Question 139591
There is a slight flaw in your terminology.  ALL 2nd degree trinomials can be expressed as the product of two factors, {{{x-r}}} and {{{x-s}}}.  The thing is, r and s aren't always integers or even rational numbers.  I suspect your instructor meant to say "If the polynomial is not factorable <i>over the integers (or rationals),</i> write prime."

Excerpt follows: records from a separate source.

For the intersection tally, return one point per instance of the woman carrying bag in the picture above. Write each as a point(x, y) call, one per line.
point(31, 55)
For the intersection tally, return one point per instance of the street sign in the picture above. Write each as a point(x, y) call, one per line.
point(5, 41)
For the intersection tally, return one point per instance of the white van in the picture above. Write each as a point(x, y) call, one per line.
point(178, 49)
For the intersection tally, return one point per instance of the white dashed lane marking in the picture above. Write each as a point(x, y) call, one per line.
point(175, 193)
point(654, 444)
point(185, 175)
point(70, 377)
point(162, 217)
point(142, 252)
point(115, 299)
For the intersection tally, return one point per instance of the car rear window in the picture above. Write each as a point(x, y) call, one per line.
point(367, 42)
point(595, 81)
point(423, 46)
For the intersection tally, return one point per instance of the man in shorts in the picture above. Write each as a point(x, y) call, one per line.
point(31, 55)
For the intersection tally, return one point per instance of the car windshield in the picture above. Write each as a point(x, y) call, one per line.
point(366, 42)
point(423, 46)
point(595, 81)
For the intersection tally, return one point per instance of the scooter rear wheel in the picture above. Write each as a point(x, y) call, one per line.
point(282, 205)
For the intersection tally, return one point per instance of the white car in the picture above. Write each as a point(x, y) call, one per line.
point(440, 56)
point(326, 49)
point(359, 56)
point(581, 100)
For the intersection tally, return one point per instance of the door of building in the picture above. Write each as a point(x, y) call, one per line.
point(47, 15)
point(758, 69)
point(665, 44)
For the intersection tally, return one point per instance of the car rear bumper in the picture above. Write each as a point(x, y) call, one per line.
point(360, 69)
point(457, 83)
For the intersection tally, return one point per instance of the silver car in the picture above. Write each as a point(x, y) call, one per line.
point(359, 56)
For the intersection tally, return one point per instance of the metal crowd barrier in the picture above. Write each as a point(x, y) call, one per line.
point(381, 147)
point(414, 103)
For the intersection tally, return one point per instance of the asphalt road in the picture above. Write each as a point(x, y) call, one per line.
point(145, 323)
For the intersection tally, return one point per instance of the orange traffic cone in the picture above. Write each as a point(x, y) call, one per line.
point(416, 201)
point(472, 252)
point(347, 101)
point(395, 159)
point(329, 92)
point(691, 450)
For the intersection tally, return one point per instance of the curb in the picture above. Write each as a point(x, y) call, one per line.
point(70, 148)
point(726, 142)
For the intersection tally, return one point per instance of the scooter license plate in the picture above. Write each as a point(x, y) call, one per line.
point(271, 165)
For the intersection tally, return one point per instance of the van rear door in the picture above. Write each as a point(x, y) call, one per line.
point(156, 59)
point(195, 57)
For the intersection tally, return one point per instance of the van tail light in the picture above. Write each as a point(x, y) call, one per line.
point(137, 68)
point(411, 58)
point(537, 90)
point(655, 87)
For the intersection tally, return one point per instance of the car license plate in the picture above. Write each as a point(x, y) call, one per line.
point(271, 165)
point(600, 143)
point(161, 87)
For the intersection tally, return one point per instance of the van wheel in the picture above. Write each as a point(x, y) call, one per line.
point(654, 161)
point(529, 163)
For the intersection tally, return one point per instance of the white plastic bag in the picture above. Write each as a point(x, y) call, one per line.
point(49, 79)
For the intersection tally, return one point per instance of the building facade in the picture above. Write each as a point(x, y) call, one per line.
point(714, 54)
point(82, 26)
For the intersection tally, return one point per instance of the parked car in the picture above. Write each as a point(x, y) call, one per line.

With this ungodly horror, {{{2(x-y)^2-9(x-y)z-5z^2}}}, recognize that the independent variable is {{{x-y}}}, so let's clean it up a bit by saying {{{u=x-y}}}.  That let's us rewrite the expression: {{{2u^2-9z*u-5z^2}}}.  Now we can see that the pattern {{{ax^2+bx+c}}} means that {{{a=2}}}, {{{b=-9z}}}, and {{{c=-5z^2}}}


Now we can use the fact that {{{r}}} and {{{s}}} are roots of {{{ax^2+by+c=0}}} if and only if {{{x-r}}} and {{{x-s}}} are factors of {{{ax^2+by+c}}}.


So let's find the roots of {{{2u^2-9z*u-5z^2=0}}} using the quadratic formula:
{{{u = (-b +- sqrt( b^2-4*a*c ))/(2*a) }}}


{{{u = (-(-9z)+- sqrt( (-9z)^2-4*2*(-5z^2) ))/(2*2) }}}


{{{u = (9z+- sqrt( 81z^2+40z^2 ))/(4) }}}


{{{u = (9z+- sqrt(121z^2 ))/(4) }}}


{{{u = (9z+11z)/(4) }}} or {{{u = (9z-11z)/(4) }}}


{{{u = (20z)/(4) }}} or {{{u = (-2z)/(4) }}}


{{{u = 5z }}} or {{{u = -z/2 }}}


That means that either {{{u-5z=0}}} or {{{u + z/2 =0}}} (which is equivalent to {{{2u+z=0}}}.


Hence our factors so far are {{{(u-5z)(2u+z)=0}}}, but remember that {{{u=x-y}}}, so:


{{{((x-y)-5z)(2(x-y)+z)}}} are your two factors.